Drunk Dialing can be viewed here: DRUNK DIALING

Valentine was something Zach had been talking to me about but we didn't make it official until a couple of days before filming. I didn't know what to expect when I showed up on set and when the mic wouldn't work (notice the shitty sound), I knew it was gonna be a bit of a task to make the film good-- but I think for $50 and shot in 4 hours, we made a pretty funny little movie. It's one that's gotten a lot of laughs and quotable moments over the years.

Full Valentine short can be viewed here: VALENTINE

Throughout most of my time in film school I was always telling people about how I was going to make a movie in Arkansas-- I was always saying "I'm gonna go back to Arkansas and make a horror film!". I don't know if anyone ever believed me.. but I was always preaching about how I was going to do it and try to include as many people in the process as I could. When graduation rolled around, I graduated as the only person in my class to direct 3 thesis films-- which wasn't saying much, but I was proud nonetheless.

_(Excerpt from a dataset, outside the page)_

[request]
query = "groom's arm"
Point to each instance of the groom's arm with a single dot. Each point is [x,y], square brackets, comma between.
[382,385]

Having my family (and my girlfriends family) there to support me meant the world. One of my mother's proudest moments that she loves to recall is being in the Women's restroom at intermission and over hearing someone's parents saying how professional looking the "Clown Movie" was and how much they enjoyed it. At that stage, I'd take any compliment I could get.

The day of graduation

It was the first time my films had been shown on the big screen in front of an actual audience. It was scary and exciting all at the same time. I'll never forget the feeling when the title of my film popped up and the music started in the dark theater.. I froze and everyone was instantly in the middle of my story and laughing and gasping-- even though the movie is far from great, people took it for what it was.. a schlocky film student's attempt at a campy horror film. I was fine with that. Drunk Dialing and Valentine played to a lot of laughs, which made me and the writers quite happy. After the screening we went to grab refreshments with our folks, where I met most of my peers families and that night we grabbed drinks at our favorite local bar to make it official. In June 2008, I was a graduate of the LA Film School.

Sara and I at graduation
Matt and I at graduation
The guys
It meant the world to have my family there
I won't go too much into what happened after film school, because most of you have heard it or can find it spread out over these blogs-- but it took me a while to get my sea legs under me and find my path. It was over a year before I would shoot my first feature, Hostile Encounter. But until this day, I am proud that I kept my promise.. I shot a feature film in Arkansas. With my buddies Nick, Daniel, Levi and Ace. Jon edited the movie  and whether or not it was a "horror film" is questionable, but I did shoot a movie.. and then after that came Madison County. So from Clown Town to Madison County, I had maybe been behind a camera about 4-5 times before I took on my first feature. And in the last 4 years, I've directed 3 feature films. Hostile Encounter, Madison County and Roadside. And when I think about that.. I'm proud.

Directing Hostile Encounter
Directing the Madison County promo trailer (notice the director hands again)
Directing Madison County
With Ace and Daniel after wrapping the last night of Roadside

4 years ago today was the start of a crazy ride.. but it's a ride that I'm glad to be on and I hope never ever stops.